The difficulty faced by many teachers who work with these children is that their day to day teaching focuses on those frontal areas, associated with reasoning, planning and problem solving, the stuff of the curriculum. We see how relatively quickly children can learn new material. We are also exposed to a range of intervention programs, almost exclusively based in the cognitive behaviour therapy model to help children deal with their dysfunctional behaviour. We make the mistake of assuming the pace children learn say history or mathematics should be the same pace they learn to change their behaviour!
The real rate of change that can be expected from the deep-seated brain damage from abuse or neglect is best understood when it is compared to brain damage that is a result of a physical trauma, say a motor vehicle accident. People and families that work with such casualties expect the road to recovery to be slow and very difficult for the patient. Although this process can be frustrating usually the victim and their support are very committed to make the effort to get better, or to recover as much functionality as they can.
Rehabilitation is basically placing the patient in an environment that will stimulate the behaviour that is required to function in that environment. For example, if the individual needs to learn to walk again they will work through a process where the legs are exposed to conditions that demand a ‘walking’ response that will encourage new pathways to form. This can take months even years to recover even if only partially. The thing is the community knows the ethics of providing this support and the economic value of the intervention. The thing is, these victims did not deliberately choose to have their disability and their prospects of having a ‘successful’ life is hindered by their injury.

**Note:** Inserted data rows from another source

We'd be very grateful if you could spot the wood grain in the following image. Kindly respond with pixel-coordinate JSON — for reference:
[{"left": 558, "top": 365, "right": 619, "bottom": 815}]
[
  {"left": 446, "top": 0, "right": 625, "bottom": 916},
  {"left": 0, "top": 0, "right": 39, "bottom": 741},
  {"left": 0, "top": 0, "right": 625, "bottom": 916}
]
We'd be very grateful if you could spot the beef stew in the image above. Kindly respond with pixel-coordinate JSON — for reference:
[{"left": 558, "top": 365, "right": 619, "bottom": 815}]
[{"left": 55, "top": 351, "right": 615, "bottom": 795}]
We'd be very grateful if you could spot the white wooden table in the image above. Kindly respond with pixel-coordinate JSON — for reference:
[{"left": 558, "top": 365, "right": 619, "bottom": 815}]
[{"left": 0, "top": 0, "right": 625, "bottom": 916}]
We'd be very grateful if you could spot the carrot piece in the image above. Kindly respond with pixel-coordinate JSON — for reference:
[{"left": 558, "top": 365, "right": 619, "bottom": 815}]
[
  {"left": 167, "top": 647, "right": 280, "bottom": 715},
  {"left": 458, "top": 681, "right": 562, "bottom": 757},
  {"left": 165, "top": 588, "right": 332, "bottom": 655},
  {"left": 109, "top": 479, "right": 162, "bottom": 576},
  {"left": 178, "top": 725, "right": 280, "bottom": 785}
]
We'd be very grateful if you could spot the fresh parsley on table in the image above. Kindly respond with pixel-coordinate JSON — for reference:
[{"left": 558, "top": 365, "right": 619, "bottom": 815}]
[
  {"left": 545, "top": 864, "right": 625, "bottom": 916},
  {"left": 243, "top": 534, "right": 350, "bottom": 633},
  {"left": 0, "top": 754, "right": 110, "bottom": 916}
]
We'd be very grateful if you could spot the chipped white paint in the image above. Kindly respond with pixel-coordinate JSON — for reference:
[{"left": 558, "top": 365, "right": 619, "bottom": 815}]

It takes a rare individual to take the same view of a teenager whose dysfunctional behaviour is expressed in a violent outburst in their classroom or sits in the back of the classroom completely disengaged in learning. It takes an even exceptional political/bureaucratic system that would provide the same level of support for this victim of an acquired brain injury. It is easy to feel compassion for the victim of a motor vehicle accident who may well have lost their ability to dampen their behaviour, become compulsive. It is much harder to have that same compassion for a ‘compulsive’ child when we have no evidence of the ‘accident’ they suffered by being born into the wrong family!
The thing is, these kids can be helped, we have the same ethical responsibility to take up this challenge. Despite the obvious decency of taking on the task there is a measured economic advantage for the community if we do. There is the access to such an amount of untapped human resources and the reduction in the financial burden of providing institutional interventions, such as detentions centres, courts, etc. that attempt to control these behaviours.
For teachers, there needs to be proper training in the techniques of providing the correct therapeutic environment and the encouragement to ‘stay the distance’ through the long period of recovery. It will be worth it!